目の前には、足をピクピクさせている、チリチリ頭の魔族が一人。あ、勿論、死んでませんよ? 気絶して倒れてるだけです。ノー、殺人。あたしまだ、こっちで手を染めたくない。
でもお陰様で、気分爽快よ! やっぱり思う存分暴れるのって、気持ちいいわー♪
『暴れ過ぎかと思うがのう・・・・・・』
樹英様、些細なことです、些細なことなんですよー!! 乙女心は複雑なのよ!
「さてと、こいつにはしばらく大人しくしてもらって、後片付けよねー・・・・・」
なんせ、成り行きとはいえ、町を一つ作成しましたからねー。まだ8時を過ぎたところとはいえ、霧を怪しまれないためにも、急いで片付けないとね。今の戦闘で半壊してるけども。でも、今のであたし、魔力、霊力、結構使ったから、流石に疲れたのよねー。翔太にお願いした方が早いかな?

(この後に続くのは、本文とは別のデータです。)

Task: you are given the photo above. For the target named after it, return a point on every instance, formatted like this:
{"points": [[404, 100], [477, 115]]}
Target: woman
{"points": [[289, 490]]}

もういい加減、起きてるだろうし。事後処理についても、色々と話し合わないといけないし。
それに、優香ちゃんとも連絡とらないとね?
「樹英様、悪いけど、翔太を叩き起こしてきて」
『御意』
これで、大丈夫でしょう。霧はまだあってもおかしくない時間だからいいとして、あたしはいい加減、眠い。力をここまでギリギリまで使ったのは、実は初めてなんだよねー。いやー、いい経験したわ☆
「さて、お屋敷に戻ろうか」
てな訳で、龍の背に乗って、帰ってきました。お屋敷に! 相変わらずの素晴らしいモフモフで、瞼がヤバい。昔は龍の背で寝たりもしてたから、眠気が・・・・・。
「咲希っ、てめぇー、普通に起こしやがれ!!?」
眠気が少し、飛んでった。まさかの翔太の第一声がこれとか。
「・・・・・樹英様、何したの?」
おかしい、安全な人選? 神選? のはずだったよね!?
『なに、ちょっとばかし、殺気を放っただけじゃよ? すぐに起きるじゃろ?』
ほっほっほっ、と笑いながら、とんでもない事を話すおじいちゃんに、流石にあたしも頭が痛くなった。たまにやらかすんだよね、おじいちゃんは!!
「ごめん、翔太・・・・・これはあたしにも責任あるわ」
まさか、安心と思った人選? いや神選? が、ミスったとか。ありえないでしょう? 事故としか言えないわ。
「たく、殺気とか勘弁してくれよ、あんな強烈な殺気を放てるヤツばっかなの? 式神さまってさ」
マジですまんかった、翔太。そんなどんよりした顔はマジ辞めて。何かへこむから。
「ちょっと眠気で油断してた・・・普通はしないから、そんなこと・・・多分」
翔太の顔を直視できん! 主人として、本当にすまんかった。
「なんか釈然としないが、とりあえず分かった、-----ほんで、俺を呼んだのは、後片付けだよな?」
「あれ? 分かりやすかった?」
顔には出ていないはずだけど。なんで気付いたのかしら? 樹英様が話したのかな?
「そんだけ疲れていたら、普通に気づくぞ? お前から感じる魔力とかが、ほとんど感じないからな」
あ、なるほど。そっちか。流石に2回目勇者、そこらへんはやっぱり鍛えてるか。見ただけで、相手の魔力が分かるとか、普通は出来ないからね?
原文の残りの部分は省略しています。